Zensur ist jedoch nicht genau das, was hier passiert ist. Wie Alex Shephard berichtete Die neue Republik Am Tag nach Wolffs Schaufel scheint ein Großteil der Geschichte zweifelhaft zu sein. Shephard sprach mit einer Reihe von Nachwuchskräften bei Random House, die „die Andeutung verlachten, dass einer von ihnen die Macht habe, ein Buch zu töten“ und bestritten, dass so etwas vorgekommen sei. Zusätzliche Berichterstattung durch Die New York Times stellte fest, dass Random House gute Beziehungen zu Mailers Sohn John Buffalo Mailer unterhält, der nicht glaubt, dass das Buch „abgesetzt“ wurde oder dass Mailer es jemals sein könnte. Wie Shephard feststellte, war der Grund, warum die Anthologie nicht abgeholt wurde, wahrscheinlich die viel einfachere Frage von Dollar und Cent: Mailers bedeutendste Bücher sind seit Ende der 1990er Jahre mit rückläufigen Verkaufszahlen konfrontiert, und aller Wahrscheinlichkeit nach hat Random House eine geschäftliche Entscheidung getroffen, dies nicht zu tun um eine Sammlung zu verfolgen, die möglicherweise nur begrenztes Interesse geweckt hätte.

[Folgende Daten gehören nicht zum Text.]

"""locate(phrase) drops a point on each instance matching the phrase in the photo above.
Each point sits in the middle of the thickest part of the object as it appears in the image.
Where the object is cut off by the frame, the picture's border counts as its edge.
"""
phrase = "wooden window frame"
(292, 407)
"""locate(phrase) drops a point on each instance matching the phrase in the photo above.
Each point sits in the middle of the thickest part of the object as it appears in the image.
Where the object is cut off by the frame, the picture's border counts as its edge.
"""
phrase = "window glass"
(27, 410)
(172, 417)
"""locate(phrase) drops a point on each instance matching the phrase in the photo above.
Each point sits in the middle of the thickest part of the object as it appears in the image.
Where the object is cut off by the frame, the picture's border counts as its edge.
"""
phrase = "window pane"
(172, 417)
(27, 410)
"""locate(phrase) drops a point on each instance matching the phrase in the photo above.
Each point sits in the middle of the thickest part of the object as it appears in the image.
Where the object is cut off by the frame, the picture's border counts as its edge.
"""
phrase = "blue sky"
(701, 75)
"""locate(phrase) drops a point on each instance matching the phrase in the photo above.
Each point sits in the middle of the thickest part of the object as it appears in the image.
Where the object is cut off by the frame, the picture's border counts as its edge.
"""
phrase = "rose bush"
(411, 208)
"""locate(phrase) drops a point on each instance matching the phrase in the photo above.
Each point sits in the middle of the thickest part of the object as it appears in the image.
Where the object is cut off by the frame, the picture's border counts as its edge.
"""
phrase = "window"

Dass Random House und andere Corporate Publishing-Häuser aus Profitgründen entscheiden, was gedruckt wird und was nicht, ist sicherlich besorgniserregend, wenn auch nicht gerade ein neues Problem. Aber war Mailer – oder sogar „The White Negro“, das auf der Website von frei verfügbar ist Widerspruch-abgesagt? Die geplante Mailer-Sammlung wird nun von Skyhorse herausgegeben, einem Verlag (vertrieben von Simon & Schuster, einem der Branchenriesen), der sich eine Nische erschlossen hat, indem er angeblich abgesagte Autoren wie Woody Allen aufgreift. Wenn überhaupt, hat die ganze Affäre mehr Interesse an Mailer geweckt, als die Verlagswelt seit seinem Tod im Jahr 2007 gesehen hat.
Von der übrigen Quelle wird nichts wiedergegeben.